First of all 15% is average…let me say that again…average. If you receive good service, then expect to leave this much. If you receive poor service, you can leave less. If your server goes above and beyond the call of duty, let’s say they have the Chef make you something off the menu, leave considerably more. How much more? Well, that’s up to you. Here are some more guidelines for you to remember when eating out.
- Waiters and waitresses make on average less than three dollars an hour.
- If your food comes out undercooked, or un-edible, it’s NOT the fault of the server.
- Don’t leave change on the table…ever; it’s tacky and unacceptable.

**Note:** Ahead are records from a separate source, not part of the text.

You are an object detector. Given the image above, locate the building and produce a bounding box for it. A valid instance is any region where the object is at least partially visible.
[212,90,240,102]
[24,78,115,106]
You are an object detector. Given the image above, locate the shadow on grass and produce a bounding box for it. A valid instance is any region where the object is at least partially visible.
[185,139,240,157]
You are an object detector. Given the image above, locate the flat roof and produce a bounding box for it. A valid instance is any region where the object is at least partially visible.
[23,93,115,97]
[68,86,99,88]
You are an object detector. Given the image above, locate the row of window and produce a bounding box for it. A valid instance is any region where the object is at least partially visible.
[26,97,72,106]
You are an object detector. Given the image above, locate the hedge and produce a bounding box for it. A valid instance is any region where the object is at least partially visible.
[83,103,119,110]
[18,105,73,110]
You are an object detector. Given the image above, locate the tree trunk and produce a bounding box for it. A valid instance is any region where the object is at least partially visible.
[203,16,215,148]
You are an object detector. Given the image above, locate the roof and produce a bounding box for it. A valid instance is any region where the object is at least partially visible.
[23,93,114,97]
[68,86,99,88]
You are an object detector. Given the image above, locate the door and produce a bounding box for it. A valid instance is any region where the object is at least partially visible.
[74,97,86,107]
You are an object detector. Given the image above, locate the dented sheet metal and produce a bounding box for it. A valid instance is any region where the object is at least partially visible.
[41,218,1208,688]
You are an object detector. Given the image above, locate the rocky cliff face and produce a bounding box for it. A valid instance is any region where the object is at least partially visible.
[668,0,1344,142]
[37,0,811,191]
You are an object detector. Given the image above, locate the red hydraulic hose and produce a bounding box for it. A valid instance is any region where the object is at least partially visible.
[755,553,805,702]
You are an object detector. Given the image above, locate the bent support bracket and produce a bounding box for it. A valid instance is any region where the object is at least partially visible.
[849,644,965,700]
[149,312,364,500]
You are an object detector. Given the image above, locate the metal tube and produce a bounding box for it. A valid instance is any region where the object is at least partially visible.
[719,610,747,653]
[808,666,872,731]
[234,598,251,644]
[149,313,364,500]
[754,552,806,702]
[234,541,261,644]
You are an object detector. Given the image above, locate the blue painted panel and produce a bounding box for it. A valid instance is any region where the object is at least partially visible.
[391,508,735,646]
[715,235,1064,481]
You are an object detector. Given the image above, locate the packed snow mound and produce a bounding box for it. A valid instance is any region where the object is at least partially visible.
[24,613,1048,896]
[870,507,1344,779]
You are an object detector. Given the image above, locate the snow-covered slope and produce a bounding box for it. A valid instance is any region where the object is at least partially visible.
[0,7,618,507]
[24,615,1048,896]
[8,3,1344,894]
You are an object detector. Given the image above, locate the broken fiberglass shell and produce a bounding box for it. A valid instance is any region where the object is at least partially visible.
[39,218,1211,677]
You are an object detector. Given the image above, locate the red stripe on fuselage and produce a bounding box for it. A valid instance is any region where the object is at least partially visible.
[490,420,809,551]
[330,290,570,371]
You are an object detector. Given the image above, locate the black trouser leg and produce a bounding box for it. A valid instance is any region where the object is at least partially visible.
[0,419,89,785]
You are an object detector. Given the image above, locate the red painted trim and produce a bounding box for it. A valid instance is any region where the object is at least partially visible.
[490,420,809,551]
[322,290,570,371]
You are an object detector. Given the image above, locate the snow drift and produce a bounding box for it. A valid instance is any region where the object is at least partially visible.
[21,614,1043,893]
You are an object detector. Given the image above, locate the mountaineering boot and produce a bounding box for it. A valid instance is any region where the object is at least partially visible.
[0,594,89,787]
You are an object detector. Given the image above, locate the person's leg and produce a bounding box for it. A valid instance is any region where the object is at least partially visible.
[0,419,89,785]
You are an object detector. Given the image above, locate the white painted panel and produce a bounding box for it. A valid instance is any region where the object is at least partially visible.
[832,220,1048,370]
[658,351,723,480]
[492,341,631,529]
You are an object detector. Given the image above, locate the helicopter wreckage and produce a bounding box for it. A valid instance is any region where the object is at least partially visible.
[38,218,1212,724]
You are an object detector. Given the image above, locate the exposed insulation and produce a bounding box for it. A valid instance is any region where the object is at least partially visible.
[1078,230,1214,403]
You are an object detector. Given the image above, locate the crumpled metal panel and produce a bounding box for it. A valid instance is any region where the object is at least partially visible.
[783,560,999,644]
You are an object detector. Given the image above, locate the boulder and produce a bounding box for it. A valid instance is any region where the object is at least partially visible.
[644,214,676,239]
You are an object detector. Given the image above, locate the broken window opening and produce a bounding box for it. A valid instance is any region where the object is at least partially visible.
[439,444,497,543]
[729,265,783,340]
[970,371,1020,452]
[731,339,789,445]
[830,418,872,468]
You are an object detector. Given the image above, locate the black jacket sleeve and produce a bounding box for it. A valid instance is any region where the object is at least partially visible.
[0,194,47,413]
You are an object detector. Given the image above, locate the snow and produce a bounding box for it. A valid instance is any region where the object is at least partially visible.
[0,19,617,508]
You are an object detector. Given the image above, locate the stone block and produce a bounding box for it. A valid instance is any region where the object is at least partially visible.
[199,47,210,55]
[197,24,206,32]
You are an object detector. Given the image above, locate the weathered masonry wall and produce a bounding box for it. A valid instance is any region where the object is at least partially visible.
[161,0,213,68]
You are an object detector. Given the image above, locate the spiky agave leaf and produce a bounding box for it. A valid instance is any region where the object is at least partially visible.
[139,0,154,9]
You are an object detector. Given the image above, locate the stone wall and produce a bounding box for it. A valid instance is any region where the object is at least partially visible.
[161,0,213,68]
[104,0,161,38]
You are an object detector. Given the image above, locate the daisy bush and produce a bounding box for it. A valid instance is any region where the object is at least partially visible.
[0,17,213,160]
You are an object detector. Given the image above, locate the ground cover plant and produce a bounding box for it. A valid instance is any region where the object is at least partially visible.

- If you don’t have enough money to leave a tip, stay at home.
- When your party ends up staying more than two hours, leave 30%. That’s right. If your server could have made 15% from another seating, than: 15% + 15%=30%, get it?
- If you are with a party and all order separate checks leave an automatic 20%. It’s a lot of extra work for your server, so have some consideration.
- On a side note…servers hate it when you do this, how hard is it to figure out who owes what from looking at the check?
- If the gratuity is included in the check (usually for parties over 10) it’s still ok to leave some additional money depending on the quality of the service.
Remember: Restaurant workers are some of the hardest working and under-appreciated individuals in the hospitality industry, treat them well and you may be surprised at what you get in return!